A retrospective evaluation of preemptive liver transplantation for bile duct dysplasia in primary sclerosing cholangitis: Balancing risks and benefits

JHEP Rep. 2025 Sep 20;7(12):101598. doi: 10.1016/j.jhepr.2025.101598. eCollection 2025 Dec.

Abstract

Background & aims: Liver transplantation (LT) to prevent cholangiocarcinoma (CCA) in individuals with primary sclerosing cholangitis (PSC) and bile duct dysplasia was introduced in Norway and Sweden in the early 2000s.
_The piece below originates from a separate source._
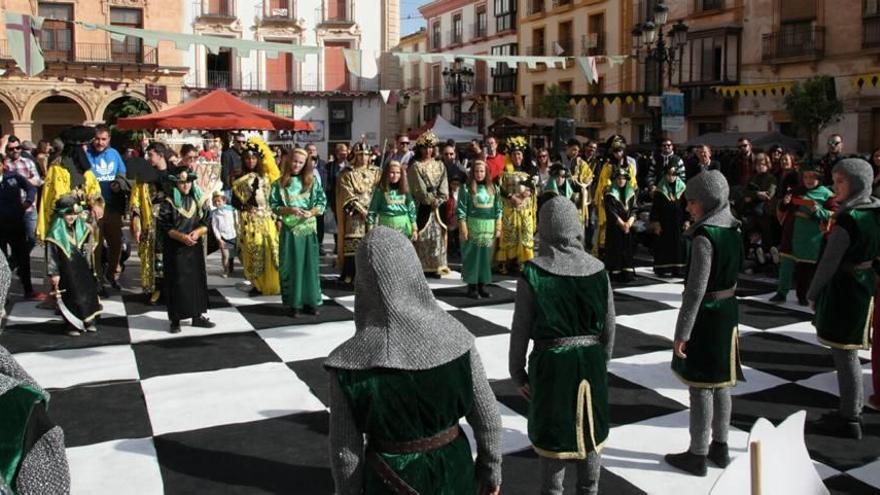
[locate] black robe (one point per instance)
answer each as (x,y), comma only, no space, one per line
(669,247)
(186,282)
We aimed to evaluate this practice to potentially improve future selection of candidates for LT.

Methods: We conducted a retrospective study of 512 adults with PSC who underwent first-time LT between 2000-2021 at Oslo and Karolinska University Hospitals. Pre-LT findings in bile duct brush cytology and/or biopsy of low-grade dysplasia (LGD) and high-grade dysplasia (HGD) were compared with histological findings in the explanted livers and survival rates were assessed.
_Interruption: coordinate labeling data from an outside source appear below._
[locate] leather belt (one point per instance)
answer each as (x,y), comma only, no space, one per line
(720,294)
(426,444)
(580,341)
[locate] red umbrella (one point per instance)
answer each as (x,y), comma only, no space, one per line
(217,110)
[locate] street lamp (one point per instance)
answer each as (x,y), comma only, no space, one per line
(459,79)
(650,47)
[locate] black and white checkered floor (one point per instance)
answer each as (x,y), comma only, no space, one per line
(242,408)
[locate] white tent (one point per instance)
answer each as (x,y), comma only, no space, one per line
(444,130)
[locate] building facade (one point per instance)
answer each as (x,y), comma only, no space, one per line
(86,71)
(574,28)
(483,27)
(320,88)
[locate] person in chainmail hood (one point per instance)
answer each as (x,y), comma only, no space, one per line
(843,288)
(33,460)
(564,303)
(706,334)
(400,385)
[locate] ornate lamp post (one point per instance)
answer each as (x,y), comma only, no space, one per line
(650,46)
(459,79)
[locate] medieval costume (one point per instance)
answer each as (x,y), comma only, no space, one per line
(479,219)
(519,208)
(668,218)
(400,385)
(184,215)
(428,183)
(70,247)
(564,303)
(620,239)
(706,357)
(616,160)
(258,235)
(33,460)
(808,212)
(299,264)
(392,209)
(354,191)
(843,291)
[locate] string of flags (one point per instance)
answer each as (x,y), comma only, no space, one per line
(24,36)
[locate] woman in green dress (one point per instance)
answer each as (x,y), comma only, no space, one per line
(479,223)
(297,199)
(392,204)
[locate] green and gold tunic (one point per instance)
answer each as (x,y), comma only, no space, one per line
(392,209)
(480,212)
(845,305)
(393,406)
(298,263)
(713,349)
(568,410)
Results: Bile duct dysplasia, low-grade (LGD) or high-grade (HGD), was the primary LT indication in 17% (88/512). Among individuals transplanted for LGD, only 10% (3/29) had HGD or CCA in the explant, compared to 48% (28/59) in the HGD group. No neoplasia was found in 42% (12/29) of LGD and 24% (14/59) of HGD cases, meaning nearly one-third of patients transplanted for suspected bile duct dysplasia had no histological evidence of neoplasia in the explant. Five-year post-transplant survival according to the explant histology was 95% for no neoplasia, 89% for LGD, 85% for HGD, decreasing to 33% in those with CCA in the explant.
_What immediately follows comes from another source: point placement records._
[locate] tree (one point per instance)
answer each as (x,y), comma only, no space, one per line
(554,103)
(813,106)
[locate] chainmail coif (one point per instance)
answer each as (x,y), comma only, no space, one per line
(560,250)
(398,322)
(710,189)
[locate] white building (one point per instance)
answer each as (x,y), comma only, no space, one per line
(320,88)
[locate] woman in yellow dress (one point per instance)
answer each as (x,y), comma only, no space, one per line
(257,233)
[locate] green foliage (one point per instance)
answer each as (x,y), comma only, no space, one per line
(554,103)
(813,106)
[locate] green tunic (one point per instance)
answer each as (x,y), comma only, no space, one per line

Conclusions: While favorable survival in confirmed dysplasia supports the role of preemptive LT, the absence of neoplasia in a substantial proportion of explants, particularly in suspected LGD, calls for a cautious, individualized approach. LT appears more clearly justified in accurately diagnosed HGD, given its strong association with early malignancy and the poor prognosis of advanced CCA.

Impact and implications: Individuals with primary sclerosing cholangitis (PSC) are at increased risk of developing bile duct cancer. In precancerous stages (bile duct dysplasia), liver transplantation (LT) may prevent progression to advanced, incurable cancer. In our evaluation of 512 patients with PSC who underwent LT, we found that the low diagnostic accuracy and unpredictable detection of mild dysplasia support a cautious, individualized approach to LT in precancerous stages of PSC, while more advanced dysplasia remains a valid indication for LT.

Keywords: Bile duct dysplasia; Cholangiocarcinoma (CCA); Liver transplantation (LT); Primary sclerosing cholangitis (PSC).